In the film these two forces are personified by Jack's Father and Mother respectively. More importantly, though, they are embodied by Jack himself as he comes of age. In his innocence Jack is meek under the heavy thumb of his father. He offers him fear and respect in the face of impossible expectations and harsh reprimands. Jack cannot understand his father, only his permissive mother makes any sense to him.

But, as nature would have it, Jack cannot be innocent forever. As adolescence sets in Jack's grace fades in the wake of his nature. By the end of the film young Jack concedes that he is more like his father than his mother, implying his fall from the grace. His young brother, presumably the one who is dead at the film's outset, remains disarmingly gentle and compassionate last we see him.

Seen through the same thesis. The ambitious montage near the beginning of the film, which begins as Jack's grieving mother questions her faith in the wake of her sons death, takes the form of the nature which she cannot fully contain. She chafes under well meaning bromides as her friend attempts to help her cope, knowing the answer to her grief lies in some darker corner of herself. In this interpretation, the montage which is the films devisive centerpeice is both an earnest representation of the makings of life on earth, as well as an impressionistic representation of Jacks mother's emotional state, and by way of her, the viewer and anyone else faced with such a natural and unavoidable occurance.

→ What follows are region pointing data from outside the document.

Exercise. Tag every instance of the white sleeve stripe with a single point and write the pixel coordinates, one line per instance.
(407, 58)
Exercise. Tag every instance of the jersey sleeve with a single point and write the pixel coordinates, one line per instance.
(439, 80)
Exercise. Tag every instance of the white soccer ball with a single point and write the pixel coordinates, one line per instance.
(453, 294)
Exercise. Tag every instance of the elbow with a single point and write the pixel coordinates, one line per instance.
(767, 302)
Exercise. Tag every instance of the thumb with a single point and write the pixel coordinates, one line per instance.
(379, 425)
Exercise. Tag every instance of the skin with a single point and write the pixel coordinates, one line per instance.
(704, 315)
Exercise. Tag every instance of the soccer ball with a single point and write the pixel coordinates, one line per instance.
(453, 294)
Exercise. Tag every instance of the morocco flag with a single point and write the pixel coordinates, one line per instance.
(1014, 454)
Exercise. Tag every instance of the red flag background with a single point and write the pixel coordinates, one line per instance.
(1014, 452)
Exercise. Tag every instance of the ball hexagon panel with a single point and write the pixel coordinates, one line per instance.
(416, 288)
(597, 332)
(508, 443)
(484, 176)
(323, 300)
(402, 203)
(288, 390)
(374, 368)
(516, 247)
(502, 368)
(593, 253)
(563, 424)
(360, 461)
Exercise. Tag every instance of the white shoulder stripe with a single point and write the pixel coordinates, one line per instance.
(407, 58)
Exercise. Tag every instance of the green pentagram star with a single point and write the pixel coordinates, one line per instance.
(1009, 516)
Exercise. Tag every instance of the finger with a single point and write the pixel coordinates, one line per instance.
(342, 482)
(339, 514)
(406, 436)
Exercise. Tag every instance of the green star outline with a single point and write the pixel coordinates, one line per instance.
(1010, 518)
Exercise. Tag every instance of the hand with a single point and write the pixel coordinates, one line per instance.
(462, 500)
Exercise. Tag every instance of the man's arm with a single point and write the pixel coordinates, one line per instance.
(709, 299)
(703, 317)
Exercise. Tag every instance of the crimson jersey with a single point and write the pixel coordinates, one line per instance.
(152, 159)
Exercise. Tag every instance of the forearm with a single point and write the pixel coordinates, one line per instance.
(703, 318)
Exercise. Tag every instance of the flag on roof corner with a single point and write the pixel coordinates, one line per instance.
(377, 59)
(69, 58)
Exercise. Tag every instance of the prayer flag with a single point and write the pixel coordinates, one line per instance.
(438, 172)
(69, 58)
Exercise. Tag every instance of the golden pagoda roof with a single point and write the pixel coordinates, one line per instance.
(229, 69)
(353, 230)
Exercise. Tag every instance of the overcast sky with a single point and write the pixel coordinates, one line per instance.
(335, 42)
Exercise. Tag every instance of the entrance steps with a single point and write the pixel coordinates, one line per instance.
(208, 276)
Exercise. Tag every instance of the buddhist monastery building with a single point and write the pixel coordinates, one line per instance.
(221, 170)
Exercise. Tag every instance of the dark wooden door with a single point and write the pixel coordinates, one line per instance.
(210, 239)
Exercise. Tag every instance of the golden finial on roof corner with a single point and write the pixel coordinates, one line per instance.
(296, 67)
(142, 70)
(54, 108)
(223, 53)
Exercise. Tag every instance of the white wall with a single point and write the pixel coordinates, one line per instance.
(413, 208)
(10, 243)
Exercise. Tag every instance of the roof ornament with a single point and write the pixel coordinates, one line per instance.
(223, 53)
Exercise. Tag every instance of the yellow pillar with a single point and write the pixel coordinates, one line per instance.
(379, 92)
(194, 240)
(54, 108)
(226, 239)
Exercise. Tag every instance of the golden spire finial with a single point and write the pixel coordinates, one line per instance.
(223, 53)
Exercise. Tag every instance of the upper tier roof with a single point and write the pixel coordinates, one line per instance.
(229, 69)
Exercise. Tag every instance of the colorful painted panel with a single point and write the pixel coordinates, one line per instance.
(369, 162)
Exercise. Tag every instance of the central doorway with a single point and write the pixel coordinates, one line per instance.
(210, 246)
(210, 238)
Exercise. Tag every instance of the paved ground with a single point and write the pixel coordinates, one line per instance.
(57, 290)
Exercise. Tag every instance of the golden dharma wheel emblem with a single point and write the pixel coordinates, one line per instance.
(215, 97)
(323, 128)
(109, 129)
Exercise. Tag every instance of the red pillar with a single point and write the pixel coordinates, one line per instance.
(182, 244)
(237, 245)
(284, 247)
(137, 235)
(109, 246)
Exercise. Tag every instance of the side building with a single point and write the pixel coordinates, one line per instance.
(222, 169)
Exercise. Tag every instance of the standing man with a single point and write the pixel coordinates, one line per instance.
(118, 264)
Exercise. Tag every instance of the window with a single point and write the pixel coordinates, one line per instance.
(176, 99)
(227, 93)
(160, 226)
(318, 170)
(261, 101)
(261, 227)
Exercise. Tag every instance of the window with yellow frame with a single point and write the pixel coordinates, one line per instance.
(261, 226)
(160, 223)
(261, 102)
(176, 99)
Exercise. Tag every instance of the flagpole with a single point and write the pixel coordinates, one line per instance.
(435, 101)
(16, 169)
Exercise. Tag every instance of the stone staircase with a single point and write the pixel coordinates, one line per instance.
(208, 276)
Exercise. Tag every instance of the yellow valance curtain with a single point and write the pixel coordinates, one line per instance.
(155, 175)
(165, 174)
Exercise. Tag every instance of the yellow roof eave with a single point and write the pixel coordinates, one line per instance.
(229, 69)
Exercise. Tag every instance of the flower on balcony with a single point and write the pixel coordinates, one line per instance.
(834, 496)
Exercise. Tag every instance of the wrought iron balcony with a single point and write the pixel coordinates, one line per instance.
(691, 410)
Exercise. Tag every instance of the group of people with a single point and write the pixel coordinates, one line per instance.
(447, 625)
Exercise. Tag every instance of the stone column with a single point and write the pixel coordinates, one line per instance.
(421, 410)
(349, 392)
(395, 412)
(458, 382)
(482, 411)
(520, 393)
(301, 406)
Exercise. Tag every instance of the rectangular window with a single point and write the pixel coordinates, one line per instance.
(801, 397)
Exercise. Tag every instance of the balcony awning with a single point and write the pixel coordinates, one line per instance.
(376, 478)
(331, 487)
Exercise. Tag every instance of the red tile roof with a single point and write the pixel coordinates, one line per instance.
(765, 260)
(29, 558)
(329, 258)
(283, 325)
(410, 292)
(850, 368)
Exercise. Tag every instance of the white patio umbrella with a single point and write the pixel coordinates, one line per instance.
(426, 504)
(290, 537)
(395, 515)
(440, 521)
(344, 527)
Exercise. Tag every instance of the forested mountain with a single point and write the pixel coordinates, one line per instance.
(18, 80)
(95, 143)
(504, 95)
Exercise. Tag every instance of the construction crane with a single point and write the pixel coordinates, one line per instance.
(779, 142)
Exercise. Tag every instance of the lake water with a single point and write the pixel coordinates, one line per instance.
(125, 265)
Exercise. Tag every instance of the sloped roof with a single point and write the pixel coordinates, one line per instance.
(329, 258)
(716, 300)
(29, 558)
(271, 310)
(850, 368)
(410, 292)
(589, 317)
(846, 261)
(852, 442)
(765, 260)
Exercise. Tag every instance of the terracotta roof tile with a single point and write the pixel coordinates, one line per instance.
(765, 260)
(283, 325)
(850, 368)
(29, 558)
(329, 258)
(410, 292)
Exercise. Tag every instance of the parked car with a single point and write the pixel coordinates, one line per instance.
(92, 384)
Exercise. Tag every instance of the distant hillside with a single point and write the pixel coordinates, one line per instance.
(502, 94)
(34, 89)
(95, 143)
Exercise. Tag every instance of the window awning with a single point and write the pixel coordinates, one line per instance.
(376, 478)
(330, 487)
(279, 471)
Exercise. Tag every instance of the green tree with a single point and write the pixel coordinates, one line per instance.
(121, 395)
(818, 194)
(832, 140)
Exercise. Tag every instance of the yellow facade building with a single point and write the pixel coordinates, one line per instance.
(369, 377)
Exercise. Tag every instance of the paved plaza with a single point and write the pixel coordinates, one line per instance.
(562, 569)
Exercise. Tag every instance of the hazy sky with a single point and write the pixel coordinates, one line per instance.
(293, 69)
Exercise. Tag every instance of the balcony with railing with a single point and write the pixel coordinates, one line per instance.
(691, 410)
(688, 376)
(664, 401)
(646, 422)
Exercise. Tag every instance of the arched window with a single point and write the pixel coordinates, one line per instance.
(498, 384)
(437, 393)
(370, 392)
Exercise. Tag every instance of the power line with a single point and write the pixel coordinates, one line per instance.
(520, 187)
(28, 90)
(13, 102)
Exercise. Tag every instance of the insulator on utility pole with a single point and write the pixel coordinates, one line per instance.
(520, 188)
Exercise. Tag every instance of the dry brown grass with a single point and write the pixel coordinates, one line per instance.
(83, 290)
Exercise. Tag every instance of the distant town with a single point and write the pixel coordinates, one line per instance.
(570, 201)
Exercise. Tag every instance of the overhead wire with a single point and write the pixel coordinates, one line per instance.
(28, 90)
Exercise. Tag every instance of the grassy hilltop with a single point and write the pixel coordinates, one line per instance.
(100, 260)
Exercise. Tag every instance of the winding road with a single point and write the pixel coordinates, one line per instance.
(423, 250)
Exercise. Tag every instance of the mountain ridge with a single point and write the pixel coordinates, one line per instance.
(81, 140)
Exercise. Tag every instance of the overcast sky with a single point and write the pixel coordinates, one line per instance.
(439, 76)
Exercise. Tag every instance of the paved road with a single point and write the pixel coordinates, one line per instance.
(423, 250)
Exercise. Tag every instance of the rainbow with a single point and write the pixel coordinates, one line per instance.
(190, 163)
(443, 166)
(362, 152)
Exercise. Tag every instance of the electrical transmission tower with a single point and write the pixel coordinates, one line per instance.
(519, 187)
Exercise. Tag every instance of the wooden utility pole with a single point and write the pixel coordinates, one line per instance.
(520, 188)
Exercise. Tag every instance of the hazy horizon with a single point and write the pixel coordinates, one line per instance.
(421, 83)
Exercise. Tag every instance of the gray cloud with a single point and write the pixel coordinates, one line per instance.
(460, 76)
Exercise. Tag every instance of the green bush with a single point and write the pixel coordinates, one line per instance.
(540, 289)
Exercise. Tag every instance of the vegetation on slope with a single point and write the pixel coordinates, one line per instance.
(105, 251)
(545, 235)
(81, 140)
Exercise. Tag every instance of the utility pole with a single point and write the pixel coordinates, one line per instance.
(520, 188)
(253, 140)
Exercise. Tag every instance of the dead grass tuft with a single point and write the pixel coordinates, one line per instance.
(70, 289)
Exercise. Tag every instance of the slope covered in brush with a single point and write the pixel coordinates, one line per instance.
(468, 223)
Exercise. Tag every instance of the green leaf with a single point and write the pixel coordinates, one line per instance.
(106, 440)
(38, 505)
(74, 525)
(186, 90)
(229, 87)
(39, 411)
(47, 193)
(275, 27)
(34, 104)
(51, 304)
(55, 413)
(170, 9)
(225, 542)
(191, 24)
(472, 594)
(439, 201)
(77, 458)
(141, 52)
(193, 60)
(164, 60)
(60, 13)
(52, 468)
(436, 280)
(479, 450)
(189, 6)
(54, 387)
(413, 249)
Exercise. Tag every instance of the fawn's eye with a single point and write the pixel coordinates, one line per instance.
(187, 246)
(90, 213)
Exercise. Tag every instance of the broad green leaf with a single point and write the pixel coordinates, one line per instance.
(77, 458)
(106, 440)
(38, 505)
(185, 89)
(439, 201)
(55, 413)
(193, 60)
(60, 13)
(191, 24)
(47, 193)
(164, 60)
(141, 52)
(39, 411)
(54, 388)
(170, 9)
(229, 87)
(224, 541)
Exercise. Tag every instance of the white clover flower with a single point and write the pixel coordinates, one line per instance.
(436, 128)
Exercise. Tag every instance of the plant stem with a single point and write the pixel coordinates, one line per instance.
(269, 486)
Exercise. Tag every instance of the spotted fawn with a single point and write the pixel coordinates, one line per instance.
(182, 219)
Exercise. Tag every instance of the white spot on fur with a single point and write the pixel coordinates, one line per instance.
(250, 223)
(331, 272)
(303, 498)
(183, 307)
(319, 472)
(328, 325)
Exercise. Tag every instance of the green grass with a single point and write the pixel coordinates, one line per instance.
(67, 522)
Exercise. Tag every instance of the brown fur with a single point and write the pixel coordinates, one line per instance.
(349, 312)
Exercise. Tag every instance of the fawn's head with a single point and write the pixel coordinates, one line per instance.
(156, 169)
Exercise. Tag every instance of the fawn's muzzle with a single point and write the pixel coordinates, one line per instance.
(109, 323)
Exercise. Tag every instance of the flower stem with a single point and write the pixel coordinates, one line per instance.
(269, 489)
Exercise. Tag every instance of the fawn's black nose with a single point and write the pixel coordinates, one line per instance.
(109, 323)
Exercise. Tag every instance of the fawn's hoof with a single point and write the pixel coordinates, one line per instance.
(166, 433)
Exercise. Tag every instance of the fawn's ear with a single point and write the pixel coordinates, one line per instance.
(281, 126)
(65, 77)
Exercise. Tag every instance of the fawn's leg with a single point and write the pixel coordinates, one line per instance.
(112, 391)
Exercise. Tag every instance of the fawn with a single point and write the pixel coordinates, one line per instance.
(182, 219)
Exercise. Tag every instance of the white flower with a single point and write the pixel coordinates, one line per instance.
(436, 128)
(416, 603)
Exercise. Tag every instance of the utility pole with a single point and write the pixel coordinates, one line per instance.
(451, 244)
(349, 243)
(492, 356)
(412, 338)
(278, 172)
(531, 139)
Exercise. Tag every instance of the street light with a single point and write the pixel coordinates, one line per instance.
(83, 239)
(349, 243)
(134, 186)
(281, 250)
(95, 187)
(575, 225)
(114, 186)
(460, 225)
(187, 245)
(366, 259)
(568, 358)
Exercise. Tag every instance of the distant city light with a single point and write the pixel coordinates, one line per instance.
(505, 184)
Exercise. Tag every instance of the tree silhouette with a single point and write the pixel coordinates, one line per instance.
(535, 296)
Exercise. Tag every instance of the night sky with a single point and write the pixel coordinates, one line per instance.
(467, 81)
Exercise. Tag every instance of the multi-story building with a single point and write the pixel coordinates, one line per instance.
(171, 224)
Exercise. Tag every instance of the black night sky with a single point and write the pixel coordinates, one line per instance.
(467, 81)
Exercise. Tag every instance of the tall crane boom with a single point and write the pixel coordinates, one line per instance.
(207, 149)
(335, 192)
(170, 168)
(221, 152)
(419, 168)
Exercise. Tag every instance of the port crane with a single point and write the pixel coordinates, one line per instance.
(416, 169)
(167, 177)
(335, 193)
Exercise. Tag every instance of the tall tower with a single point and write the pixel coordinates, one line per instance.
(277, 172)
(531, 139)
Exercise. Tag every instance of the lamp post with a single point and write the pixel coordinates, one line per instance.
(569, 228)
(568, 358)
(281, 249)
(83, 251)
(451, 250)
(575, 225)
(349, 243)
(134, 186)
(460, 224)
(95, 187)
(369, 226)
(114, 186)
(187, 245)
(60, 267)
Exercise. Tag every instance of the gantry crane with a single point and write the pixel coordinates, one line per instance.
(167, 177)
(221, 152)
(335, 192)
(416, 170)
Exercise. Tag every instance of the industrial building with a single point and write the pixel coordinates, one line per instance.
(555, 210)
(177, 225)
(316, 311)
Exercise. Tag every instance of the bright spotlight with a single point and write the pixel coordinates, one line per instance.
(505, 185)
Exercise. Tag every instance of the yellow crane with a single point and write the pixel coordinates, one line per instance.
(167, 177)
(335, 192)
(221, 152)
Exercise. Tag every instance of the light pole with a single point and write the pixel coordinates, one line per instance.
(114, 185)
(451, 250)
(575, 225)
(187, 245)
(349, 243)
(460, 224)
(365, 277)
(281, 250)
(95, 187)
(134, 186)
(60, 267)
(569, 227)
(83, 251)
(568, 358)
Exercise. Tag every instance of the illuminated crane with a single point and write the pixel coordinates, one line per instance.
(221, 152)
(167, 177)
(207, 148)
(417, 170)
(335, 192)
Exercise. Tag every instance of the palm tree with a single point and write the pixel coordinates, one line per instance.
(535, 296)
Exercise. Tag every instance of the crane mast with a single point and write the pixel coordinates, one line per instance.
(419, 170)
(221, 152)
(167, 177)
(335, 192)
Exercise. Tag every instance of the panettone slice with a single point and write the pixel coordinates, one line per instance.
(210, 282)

In the film's Felliniesque resolution Jack imagines or perceives his mothers acceptance of his brother's death as she symbolically releases him. This final scene I believe attempts to finally unite the films two divergent approaches. If Mallick's stunning natural wonders are at first implied emotional states, here they are fully reconciled, as people from Jack's life(including his younger self) inhabit this seemingly imagined landscape where they make peace with their earthly struggles. This purely subjective setting, while it might be a place in the sky where Jack's mother says "That's where God lives", is most likely the workings of Jack's subconscious where the two forces that "wrestle inside", through his empathy, find some reconciliation as well.